HARPER / 6:14 PM / Fifth Avenue → Side Street, Midtown


Three blocks. That was the minimum safe distance before I could start thinking clearly again.

I didn't run. Running was for amateurs and people who wanted to be remembered. I matched pace with the crowd—slightly faster than the tourists, slightly slower than the commuters—and kept my eyes moving without letting them settle anywhere long enough to look like I was watching for something. The avenue swallowed me up the way it always did, indifferent and loud and smelling of exhaust and October and someone's street cart pretzels, and I let it.

Okay. Damage assessment.

What Julian Sterling knew for certain: I was at the Azure Archipelago four months ago. I was wearing his prototype. I'd disabled the GPS. What he could reasonably infer from the last twenty minutes: I knew enough about the art market to spot a forged provenance chain, I knew enough about his own technology to describe the unlock mechanism back to him verbatim, and I'd put his brother on the ground in under two seconds. What Lu's background check would find: nothing. Three years of careful work, and there was nothing to find.
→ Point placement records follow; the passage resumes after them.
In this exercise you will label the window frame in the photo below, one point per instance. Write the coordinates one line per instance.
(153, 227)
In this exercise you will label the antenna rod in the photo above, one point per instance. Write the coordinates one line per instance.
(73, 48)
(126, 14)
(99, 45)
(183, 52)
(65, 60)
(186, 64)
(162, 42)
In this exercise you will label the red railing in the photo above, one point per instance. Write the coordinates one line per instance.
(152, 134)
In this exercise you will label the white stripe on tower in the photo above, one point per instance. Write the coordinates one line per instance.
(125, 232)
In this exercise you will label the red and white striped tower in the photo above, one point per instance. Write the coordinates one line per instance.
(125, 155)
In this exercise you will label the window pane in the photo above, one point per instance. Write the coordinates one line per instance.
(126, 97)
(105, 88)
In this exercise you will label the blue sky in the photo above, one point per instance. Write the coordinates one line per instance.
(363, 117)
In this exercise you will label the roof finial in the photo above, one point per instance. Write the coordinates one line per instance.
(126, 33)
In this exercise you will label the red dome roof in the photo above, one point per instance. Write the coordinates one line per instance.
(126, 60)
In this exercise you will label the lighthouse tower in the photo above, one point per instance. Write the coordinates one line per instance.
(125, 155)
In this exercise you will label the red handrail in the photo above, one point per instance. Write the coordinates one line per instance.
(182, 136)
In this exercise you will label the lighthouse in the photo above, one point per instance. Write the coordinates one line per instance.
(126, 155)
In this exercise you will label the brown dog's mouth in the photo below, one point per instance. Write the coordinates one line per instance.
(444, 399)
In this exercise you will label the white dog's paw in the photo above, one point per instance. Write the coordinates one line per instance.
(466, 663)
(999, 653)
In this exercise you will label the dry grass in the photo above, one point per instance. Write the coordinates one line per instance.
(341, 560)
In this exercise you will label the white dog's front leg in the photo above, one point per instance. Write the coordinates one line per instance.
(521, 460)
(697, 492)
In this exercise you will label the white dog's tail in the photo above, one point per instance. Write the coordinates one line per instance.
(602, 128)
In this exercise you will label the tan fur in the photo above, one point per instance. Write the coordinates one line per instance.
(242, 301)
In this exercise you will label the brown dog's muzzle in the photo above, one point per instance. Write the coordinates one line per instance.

The logic held. I'd run it before, in worse situations than this, and it had always held.

I believed it for about half a block.

The pain arrived the way it always did—a pressure behind my left eye, pushing outward, and then the right side of my vision narrowing like someone slowly closing a door. I knew this sequence. I'd catalogued it enough times to recognize each stage the way you recognized the verses of a song you'd heard too many times: first the pressure, then the narrowing, then the black spots starting at the edges and spreading inward.

The spots came on schedule.

I got my hand on a mailbox—blue, scuffed, solid—and leaned against it with the studied casualness of someone checking their phone. The metal was cold. I focused on that. Cold, real, not moving.

Do not pass out on Fifth Avenue, I told myself. Specifically: do not pass out on Fifth Avenue six minutes after walking away from a man who has already clocked your heart rate data going back four months.

The bracelet was warm against my wrist. Active. I was acutely aware that if my pulse spiked past a certain threshold, it would ping Julian Sterling's device with my exact coordinates, and I had just spent twenty minutes performing complete composure, and I was not going to undermine that performance by collapsing against a mailbox on 55th Street.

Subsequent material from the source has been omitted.